È dal 7 ottobre, il giorno dell’attacco di Hamas a Israele, che pressoché quotidianamente ci si interroga su un allargamento dell’incendio mediorientale dandolo spesso per scontato e pronosticando sullo sfondo la resa dei conti finale tra le due potenze dell’area, Israele e Iran. Salvo essere regolarmente confortati dalle parole e smentiti dai fatti. Gli ayatollah non hanno nessuna intenzione di iniziare una guerra con lo Stato ebraico e vale anche al contrario. Si punzecchiano, si provocano, ma con la chiara intenzione di fermarsi sull’orlo dell’abisso.

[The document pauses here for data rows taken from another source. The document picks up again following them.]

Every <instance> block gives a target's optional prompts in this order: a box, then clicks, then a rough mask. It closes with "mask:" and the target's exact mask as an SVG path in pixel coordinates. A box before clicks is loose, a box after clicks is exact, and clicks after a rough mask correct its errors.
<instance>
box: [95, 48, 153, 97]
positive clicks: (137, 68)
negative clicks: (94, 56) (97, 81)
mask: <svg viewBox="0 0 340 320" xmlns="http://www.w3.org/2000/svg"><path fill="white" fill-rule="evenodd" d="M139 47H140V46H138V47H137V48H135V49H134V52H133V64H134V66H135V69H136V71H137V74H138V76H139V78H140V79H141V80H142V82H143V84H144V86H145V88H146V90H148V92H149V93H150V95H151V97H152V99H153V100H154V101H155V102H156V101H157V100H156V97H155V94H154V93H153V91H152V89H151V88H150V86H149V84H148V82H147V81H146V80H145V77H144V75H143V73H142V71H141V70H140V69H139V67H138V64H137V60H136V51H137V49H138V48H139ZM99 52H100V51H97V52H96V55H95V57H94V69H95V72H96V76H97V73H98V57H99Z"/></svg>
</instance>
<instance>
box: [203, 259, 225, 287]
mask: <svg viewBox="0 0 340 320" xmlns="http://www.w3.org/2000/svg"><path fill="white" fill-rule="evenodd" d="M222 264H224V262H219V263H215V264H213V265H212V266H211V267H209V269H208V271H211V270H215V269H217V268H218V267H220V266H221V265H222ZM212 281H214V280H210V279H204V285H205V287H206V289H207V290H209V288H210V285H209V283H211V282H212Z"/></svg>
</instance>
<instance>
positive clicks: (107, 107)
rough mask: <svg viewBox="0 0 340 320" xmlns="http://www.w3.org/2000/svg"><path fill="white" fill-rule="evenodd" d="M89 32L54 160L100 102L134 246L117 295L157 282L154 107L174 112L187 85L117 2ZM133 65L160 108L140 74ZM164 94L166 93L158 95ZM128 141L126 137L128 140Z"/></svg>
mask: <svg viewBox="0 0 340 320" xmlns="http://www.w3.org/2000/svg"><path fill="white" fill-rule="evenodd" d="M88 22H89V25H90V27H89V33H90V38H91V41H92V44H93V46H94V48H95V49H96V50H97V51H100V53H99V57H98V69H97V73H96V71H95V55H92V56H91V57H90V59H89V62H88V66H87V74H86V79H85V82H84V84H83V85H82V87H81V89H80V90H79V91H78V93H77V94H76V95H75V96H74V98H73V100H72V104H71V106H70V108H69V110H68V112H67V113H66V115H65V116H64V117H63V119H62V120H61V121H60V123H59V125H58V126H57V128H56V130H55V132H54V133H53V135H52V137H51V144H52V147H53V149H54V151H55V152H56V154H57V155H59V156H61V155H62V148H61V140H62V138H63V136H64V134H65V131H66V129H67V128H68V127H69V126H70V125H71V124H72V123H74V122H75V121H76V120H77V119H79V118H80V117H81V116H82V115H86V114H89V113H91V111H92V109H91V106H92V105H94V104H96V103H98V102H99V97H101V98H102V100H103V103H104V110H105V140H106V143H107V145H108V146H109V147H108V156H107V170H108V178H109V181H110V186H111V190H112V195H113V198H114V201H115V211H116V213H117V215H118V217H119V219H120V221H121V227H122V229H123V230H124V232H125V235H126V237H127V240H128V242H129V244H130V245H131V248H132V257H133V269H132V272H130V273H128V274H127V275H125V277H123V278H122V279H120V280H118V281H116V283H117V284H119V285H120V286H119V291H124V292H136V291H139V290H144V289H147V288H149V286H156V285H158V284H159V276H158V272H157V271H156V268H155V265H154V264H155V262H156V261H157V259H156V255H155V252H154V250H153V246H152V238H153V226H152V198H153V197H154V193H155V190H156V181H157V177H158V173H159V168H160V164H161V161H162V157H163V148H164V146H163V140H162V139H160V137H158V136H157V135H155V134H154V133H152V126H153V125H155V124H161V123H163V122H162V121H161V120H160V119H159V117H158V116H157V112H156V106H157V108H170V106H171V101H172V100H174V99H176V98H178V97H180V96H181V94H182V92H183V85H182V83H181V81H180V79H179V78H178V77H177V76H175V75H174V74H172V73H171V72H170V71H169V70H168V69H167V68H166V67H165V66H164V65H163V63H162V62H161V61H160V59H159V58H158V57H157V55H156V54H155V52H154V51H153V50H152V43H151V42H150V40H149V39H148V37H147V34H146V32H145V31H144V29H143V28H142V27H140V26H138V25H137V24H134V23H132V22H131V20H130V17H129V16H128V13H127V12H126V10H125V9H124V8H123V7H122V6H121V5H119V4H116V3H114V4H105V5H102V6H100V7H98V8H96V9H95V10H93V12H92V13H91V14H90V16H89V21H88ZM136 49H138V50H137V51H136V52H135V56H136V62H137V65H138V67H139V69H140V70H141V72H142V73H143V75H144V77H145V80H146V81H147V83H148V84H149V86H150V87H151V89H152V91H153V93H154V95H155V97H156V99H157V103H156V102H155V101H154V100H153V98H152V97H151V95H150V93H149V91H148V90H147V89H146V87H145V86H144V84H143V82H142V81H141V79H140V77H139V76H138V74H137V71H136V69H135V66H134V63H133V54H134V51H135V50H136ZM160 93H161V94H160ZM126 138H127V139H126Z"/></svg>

Teheran avrebbe avuto, se davvero ne fosse stato a caccia, diversi pretesti per accendere la miccia. Il più eclatante: l’uccisione il giorno di Natale a Damasco durante un raid aereo di Razi Moussavi, generale delle guardie rivoluzionarie dei Pasdaran.

Il presidente della repubblica teocratica Ebrahim Raisi aveva usato parole di fuoco: «Senza dubbio questo atto malvagio è un altro segno della frustrazione del regime sionista usurpatore nella regione, che pagherà sicuramente per questo crimine».

Moussavi era un «coraggioso e valoroso compagno d’armi del generale martire Hajj Qassam Soleimani», ucciso il 3 gennaio 2020 a Baghdad su ordine partito direttamente da Donald Trump, architetto della strategia del terrore e tessitore della dorsale sciita che dal Golfo Persico arriva fino al Mediterraneo grazie alle alleanze strette in Yemen, Iraq, Siria e Libano.

È stato proprio durante la commemorazione della sua scomparsa che due bombe sono esplose nella zona del cimitero di Kerman provocando 84 morti e centinaia di feriti. Nonostante il frettoloso tentativo di attribuire al binomio Israele-Usa la paternità dell’attentato, è sembrato subito chiaro che le modalità erano piuttosto riconducibili a quel che resta dello Stato islamico, sunnita, contro il paese faro degli sciiti: esiste ancora lo scontro fratricida tutto interno al mondo islamico che si trascina dagli anni Dieci di questo millennio a complicare il quadro dell’area più infiammata del pianeta.

Se gli ordigni al cimitero non possono essere attributi al nemico storico, Teheran avrebbe avuto molte altre occasione in questi tre mesi per farsi bellicoso. L’invasione della Striscia di Gaza, le migliaia di morti civili, le uccisioni in Cisgiordania da parte dei coloni. Ma gli ayatollah si sono limitati a slogan triti invocando, come fanno da sempre, la «distruzione dello Stato ebraico», «l’espulsione di tutti gli ebrei dal Medio Oriente».

Dimostrando così un pragmatismo ereditato dalla millenaria esperienza dell’impero persiano. Non si comincia un conflitto se si sa di non poterlo vincere come nel caso attuale. Ci si limita a una guerra di parole, peraltro non sempre coerenti, se dapprima i vertici del regime si sono lamentati con Hamas per essere stati, dissero, tenuti all’oscuro del progetto 7 ottobre, salvo rivendicarne la paternità come vendetta servita a freddo, quattro anni dopo, per l’omicidio Soleimani.

Per mascherare la propria debolezza, frutto anche delle rivolte interne guidate soprattutto dalle donne, hanno preferito delegare ad alcuni alleati il compito di esplicitare la solidarietà con le sofferenze palestinesi attraverso azioni dimostrative. Come le scaramucce endemiche sul confine libanese, dove nemmeno Hezbollah può permettersi di spingersi oltre, perché passi troppo arrischiati potrebbero indurre Israele a un attacco massiccio contro un paese già allo stremo delle forze causa la spaventosa crisi economica. O come i droni sparati dagli Houti yemeniti verso Israele e le navi di passaggio.

Certo, giocando col fuoco la situazione può sempre scappare di mano anche contro la propria volontà. Non siamo ancora a quel punto.